THE CONFESSION OF THE CHRISTIAN FAITH

I believe and confess my Lord God, eternal, infinite, immeasurable, incomprehensible, and invisible, one in substance, and three in person, Father, Son, and Holy Ghost, who by His almighty power and wisdom, has not only of nothing created heaven and earth, and all things therein contained, and man after His own image, that He might in Him be glorified, but also by His fatherly providence governs, maintains, and preserves the same, according to the purpose of His will.

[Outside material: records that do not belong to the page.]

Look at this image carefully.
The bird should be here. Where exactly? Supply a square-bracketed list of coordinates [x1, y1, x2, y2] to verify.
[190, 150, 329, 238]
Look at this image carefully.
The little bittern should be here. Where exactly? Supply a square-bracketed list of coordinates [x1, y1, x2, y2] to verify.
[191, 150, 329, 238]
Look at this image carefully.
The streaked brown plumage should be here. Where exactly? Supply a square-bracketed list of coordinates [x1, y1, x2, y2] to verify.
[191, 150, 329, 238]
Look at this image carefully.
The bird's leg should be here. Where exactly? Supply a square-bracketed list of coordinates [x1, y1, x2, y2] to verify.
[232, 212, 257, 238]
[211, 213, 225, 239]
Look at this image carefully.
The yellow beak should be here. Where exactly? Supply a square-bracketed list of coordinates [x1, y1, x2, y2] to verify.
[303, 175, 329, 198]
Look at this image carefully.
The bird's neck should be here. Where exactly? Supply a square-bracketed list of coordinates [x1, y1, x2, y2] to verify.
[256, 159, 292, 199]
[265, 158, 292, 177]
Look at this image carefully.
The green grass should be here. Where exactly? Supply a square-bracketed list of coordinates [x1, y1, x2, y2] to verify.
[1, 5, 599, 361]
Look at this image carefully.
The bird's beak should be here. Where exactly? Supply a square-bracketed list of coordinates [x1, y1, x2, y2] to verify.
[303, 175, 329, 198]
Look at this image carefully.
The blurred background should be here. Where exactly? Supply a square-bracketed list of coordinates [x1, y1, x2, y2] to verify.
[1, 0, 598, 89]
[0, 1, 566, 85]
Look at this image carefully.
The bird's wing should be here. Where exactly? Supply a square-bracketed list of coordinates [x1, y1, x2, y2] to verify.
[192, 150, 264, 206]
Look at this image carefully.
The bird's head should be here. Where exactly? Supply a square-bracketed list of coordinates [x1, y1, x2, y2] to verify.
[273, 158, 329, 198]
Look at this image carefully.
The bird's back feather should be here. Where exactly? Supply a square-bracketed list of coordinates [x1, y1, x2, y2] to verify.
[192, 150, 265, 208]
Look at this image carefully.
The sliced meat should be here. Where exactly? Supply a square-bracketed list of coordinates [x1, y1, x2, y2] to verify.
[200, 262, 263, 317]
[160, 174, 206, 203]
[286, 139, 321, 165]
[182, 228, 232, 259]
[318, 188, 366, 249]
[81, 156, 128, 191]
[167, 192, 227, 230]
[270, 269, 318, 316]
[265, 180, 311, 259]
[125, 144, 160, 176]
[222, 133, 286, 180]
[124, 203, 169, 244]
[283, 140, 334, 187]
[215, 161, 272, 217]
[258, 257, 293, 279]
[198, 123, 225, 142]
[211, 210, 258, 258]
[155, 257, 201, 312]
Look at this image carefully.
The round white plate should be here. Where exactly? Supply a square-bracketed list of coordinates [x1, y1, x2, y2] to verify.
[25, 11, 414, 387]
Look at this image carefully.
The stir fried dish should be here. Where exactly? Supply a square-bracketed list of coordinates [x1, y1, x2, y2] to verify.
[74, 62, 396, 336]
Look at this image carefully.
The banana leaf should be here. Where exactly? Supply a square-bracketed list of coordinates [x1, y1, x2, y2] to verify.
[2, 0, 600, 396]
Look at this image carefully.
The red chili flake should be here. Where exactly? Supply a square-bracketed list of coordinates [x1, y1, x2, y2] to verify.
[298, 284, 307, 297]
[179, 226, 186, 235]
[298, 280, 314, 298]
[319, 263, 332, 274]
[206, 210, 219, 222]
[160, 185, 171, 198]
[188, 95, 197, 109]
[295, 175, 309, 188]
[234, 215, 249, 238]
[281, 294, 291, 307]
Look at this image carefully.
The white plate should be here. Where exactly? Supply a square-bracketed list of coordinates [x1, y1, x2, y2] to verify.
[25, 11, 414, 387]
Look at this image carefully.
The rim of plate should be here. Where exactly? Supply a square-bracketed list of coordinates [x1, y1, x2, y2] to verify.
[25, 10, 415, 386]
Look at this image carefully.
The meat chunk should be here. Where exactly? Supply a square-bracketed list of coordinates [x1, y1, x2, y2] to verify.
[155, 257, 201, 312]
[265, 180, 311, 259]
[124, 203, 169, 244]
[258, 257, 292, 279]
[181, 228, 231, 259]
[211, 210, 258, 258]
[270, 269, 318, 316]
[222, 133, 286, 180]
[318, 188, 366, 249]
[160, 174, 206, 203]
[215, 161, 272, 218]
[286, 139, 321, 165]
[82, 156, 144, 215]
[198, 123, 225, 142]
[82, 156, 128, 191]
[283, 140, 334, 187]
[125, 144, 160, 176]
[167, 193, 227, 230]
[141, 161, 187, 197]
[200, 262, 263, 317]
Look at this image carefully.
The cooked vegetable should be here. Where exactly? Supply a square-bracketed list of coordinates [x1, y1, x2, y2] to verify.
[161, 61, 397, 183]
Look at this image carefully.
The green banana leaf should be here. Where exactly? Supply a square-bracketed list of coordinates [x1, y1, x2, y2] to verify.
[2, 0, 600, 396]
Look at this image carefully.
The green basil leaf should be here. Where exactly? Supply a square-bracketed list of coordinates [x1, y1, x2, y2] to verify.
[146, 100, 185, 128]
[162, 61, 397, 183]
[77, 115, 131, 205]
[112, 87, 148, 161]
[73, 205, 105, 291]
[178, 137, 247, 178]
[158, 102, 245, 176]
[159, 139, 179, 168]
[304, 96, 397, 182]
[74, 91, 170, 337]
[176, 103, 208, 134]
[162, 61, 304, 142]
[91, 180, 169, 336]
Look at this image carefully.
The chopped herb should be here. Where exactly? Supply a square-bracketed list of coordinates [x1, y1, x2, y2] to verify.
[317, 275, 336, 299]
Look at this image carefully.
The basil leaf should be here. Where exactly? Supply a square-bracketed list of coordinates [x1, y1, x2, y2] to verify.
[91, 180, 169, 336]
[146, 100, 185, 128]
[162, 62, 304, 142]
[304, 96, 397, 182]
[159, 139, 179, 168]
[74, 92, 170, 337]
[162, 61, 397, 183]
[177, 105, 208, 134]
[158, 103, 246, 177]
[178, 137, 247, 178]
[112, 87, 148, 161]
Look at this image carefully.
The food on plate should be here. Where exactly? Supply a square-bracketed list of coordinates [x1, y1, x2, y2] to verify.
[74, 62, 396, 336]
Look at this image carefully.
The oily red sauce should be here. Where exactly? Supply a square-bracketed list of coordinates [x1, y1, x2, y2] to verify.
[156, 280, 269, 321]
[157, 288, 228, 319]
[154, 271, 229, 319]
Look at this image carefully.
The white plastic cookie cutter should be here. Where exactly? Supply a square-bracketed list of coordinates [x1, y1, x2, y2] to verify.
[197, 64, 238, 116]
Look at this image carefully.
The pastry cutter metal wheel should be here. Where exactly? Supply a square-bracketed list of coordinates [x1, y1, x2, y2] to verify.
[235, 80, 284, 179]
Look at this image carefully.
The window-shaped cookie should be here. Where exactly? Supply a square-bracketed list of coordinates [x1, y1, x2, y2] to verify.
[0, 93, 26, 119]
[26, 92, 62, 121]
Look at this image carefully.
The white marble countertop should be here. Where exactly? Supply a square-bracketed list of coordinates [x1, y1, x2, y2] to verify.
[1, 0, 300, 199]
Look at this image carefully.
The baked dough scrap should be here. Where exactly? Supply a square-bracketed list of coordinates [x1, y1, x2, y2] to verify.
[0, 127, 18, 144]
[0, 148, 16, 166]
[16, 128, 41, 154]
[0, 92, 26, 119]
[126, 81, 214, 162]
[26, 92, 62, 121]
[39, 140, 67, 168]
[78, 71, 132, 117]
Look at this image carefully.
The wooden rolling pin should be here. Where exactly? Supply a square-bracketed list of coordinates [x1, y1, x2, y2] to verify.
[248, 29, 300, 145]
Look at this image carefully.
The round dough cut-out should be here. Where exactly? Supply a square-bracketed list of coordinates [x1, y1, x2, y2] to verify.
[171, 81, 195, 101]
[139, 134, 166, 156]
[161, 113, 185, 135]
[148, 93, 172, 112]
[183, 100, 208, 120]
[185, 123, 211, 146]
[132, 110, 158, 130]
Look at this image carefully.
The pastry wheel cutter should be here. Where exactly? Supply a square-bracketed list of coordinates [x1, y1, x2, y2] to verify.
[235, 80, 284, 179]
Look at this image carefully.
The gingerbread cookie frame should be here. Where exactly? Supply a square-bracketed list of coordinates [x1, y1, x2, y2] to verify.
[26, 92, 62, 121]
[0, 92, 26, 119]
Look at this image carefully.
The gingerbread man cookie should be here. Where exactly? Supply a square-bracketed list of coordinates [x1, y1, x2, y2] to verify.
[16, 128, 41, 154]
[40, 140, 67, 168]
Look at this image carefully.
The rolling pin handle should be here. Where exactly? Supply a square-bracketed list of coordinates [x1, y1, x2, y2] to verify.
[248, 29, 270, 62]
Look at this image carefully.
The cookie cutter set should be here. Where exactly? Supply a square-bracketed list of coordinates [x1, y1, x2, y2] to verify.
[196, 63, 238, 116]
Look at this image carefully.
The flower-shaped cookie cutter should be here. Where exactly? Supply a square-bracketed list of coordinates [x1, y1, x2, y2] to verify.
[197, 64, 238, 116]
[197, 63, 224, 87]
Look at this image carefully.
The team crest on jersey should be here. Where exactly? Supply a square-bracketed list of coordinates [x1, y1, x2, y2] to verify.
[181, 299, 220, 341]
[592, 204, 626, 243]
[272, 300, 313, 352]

I believe also and confess Jesus Christ the only Savior and Messiah, who being equal with God, made Himself of no reputation, but took on Him the shape of a servant, and became man, in all things like unto us, except sin, to assure us of mercy and forgiveness: for when through our father Adam’s transgression, we were become children of perdition, there was no means to bring us from the yoke of sin and damnation, but only Jesus Christ our Lord, who giving us that by grace, which was by nature His, made us through faith the children of God, who when that fullness of time was come, was conceived by the power of the Holy Ghost, born of the virgin Mary (according to the flesh) and preached in earth the gospel of salvation, till at length by tyranny of the priests, He was guiltlessly condemned under Pontius Pilate, the president of Jewry, and most slanderously hanged on the cross between two thieves, as a notorious trespasser, where taking upon Him the punishment of our sins, He delivered us from the curse of the Law.

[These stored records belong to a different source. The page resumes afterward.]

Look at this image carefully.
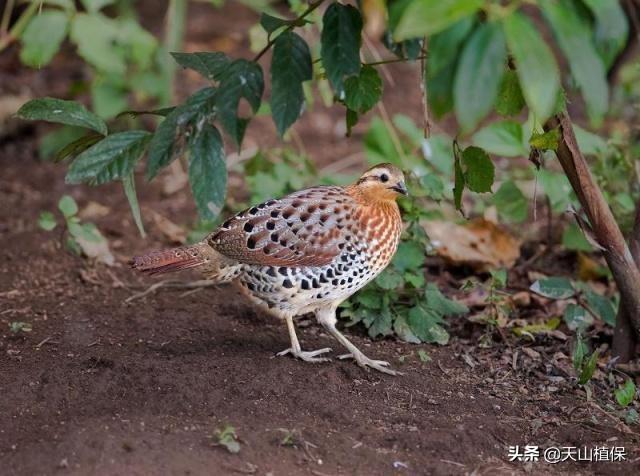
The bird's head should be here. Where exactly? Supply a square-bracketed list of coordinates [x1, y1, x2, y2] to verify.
[352, 163, 408, 203]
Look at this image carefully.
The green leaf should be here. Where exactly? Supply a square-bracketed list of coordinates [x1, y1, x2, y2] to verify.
[58, 195, 78, 218]
[615, 379, 636, 407]
[117, 107, 176, 119]
[390, 0, 482, 41]
[320, 3, 362, 95]
[578, 349, 599, 385]
[355, 289, 382, 309]
[19, 10, 69, 68]
[503, 12, 561, 121]
[91, 78, 128, 119]
[188, 123, 227, 220]
[530, 277, 575, 299]
[427, 62, 455, 118]
[539, 169, 573, 213]
[454, 22, 506, 132]
[493, 180, 528, 223]
[216, 59, 264, 145]
[563, 304, 592, 331]
[346, 108, 358, 136]
[69, 13, 126, 74]
[368, 307, 393, 338]
[427, 17, 474, 78]
[80, 0, 115, 13]
[584, 291, 616, 326]
[392, 241, 424, 272]
[66, 131, 151, 185]
[495, 69, 525, 116]
[364, 118, 400, 166]
[424, 283, 468, 316]
[461, 146, 494, 193]
[53, 133, 104, 163]
[375, 269, 404, 290]
[146, 87, 217, 179]
[582, 0, 629, 68]
[171, 52, 230, 82]
[393, 314, 421, 344]
[270, 31, 312, 136]
[38, 211, 58, 231]
[344, 65, 383, 114]
[573, 337, 588, 370]
[17, 98, 108, 135]
[260, 13, 290, 34]
[573, 124, 609, 156]
[122, 172, 145, 237]
[472, 121, 526, 157]
[562, 222, 593, 252]
[407, 306, 449, 345]
[540, 0, 608, 126]
[529, 128, 560, 151]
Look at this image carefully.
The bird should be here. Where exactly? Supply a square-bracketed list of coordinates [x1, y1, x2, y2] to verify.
[131, 163, 407, 375]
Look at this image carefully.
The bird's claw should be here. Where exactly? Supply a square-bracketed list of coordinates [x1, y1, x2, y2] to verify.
[277, 347, 332, 363]
[338, 353, 401, 376]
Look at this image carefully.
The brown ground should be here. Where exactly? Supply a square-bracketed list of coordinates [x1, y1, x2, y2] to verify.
[1, 2, 639, 476]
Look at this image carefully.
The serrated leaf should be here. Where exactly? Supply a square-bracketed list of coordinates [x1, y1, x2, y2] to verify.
[260, 13, 290, 34]
[216, 59, 264, 145]
[375, 268, 404, 290]
[66, 131, 151, 185]
[424, 283, 468, 316]
[188, 123, 227, 220]
[493, 180, 528, 223]
[454, 22, 506, 132]
[461, 146, 494, 193]
[171, 52, 230, 82]
[392, 241, 424, 272]
[122, 172, 145, 237]
[529, 128, 560, 151]
[146, 87, 217, 179]
[58, 195, 78, 218]
[495, 69, 525, 116]
[368, 307, 393, 338]
[540, 0, 608, 126]
[390, 0, 482, 41]
[393, 315, 421, 344]
[530, 277, 575, 299]
[615, 379, 636, 407]
[355, 289, 383, 309]
[472, 121, 527, 157]
[320, 3, 362, 95]
[38, 211, 58, 231]
[17, 98, 107, 135]
[271, 31, 312, 136]
[19, 10, 69, 68]
[503, 12, 561, 121]
[407, 306, 449, 345]
[344, 65, 383, 114]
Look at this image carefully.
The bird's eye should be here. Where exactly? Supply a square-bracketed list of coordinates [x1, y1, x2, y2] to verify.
[380, 173, 389, 183]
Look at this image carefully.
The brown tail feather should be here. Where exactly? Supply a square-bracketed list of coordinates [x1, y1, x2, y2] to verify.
[130, 243, 211, 275]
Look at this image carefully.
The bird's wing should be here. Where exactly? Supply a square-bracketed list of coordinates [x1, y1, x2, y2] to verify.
[208, 186, 354, 267]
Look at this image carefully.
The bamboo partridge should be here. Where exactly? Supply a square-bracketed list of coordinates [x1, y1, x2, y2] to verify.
[131, 163, 407, 375]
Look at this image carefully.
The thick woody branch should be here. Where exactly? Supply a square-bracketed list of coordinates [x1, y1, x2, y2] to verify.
[544, 112, 640, 345]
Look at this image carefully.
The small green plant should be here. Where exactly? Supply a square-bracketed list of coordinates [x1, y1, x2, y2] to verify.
[212, 424, 240, 454]
[614, 379, 637, 408]
[38, 195, 113, 265]
[572, 335, 600, 385]
[9, 322, 32, 334]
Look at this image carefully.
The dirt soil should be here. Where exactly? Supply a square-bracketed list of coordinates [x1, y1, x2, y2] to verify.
[1, 2, 640, 476]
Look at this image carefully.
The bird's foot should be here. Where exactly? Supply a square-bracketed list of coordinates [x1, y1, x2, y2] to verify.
[338, 352, 402, 376]
[277, 347, 332, 363]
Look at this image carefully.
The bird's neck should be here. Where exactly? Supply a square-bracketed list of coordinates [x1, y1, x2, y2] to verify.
[345, 185, 401, 222]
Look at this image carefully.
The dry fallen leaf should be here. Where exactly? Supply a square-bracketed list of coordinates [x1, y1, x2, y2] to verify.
[78, 201, 111, 220]
[147, 209, 187, 244]
[423, 218, 521, 271]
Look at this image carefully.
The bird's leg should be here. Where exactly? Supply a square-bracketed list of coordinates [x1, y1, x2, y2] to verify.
[276, 314, 332, 363]
[316, 308, 400, 376]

And for as much as He being only God, could not feel death, neither being only man, could overcome death, He joined both together, and suffered His humanity to be punished with most cruel death, feeling in Himself the anger and severe judgment of God, even as He had been in extreme torments of hell, and, therefore, cried with a loud voice, “My God, My God, why hast thou forsaken me?” Thus of His mercy: without compulsion, He offered up Himself as the only sacrifice to purge the sins of the world, so that all other sacrifices for sins are blasphemous and derogate from the sufficiency hereof, which death, albeit it did sufficiently reconcile us to God, yet the Scriptures commonly do attribute our regeneration to His resurrection. For as by rising again from the grave the third day He conquered death, even so the victory of our faith stands in His resurrection: and, therefore, without the one, we cannot feel the benefits of the other. For as by His death sin was taken away, so our righteousness was restored by His resurrection. And because He would accomplish all things, and take possession for us in His kingdom, He ascended into heaven, to enlarge the same kingdom, by the abundant power of His Spirit, by whom we are most assured of His continual intercession towards God the Father for us.

“The Confession of Faith in the Geneva Bible,” in Reformed Confessions of the 16th and 17th Centuries in English Translation, ed., James T. Dennison, (Grand Rapids Michigan: Reformation Heritage Books, 2010), 2:182-183.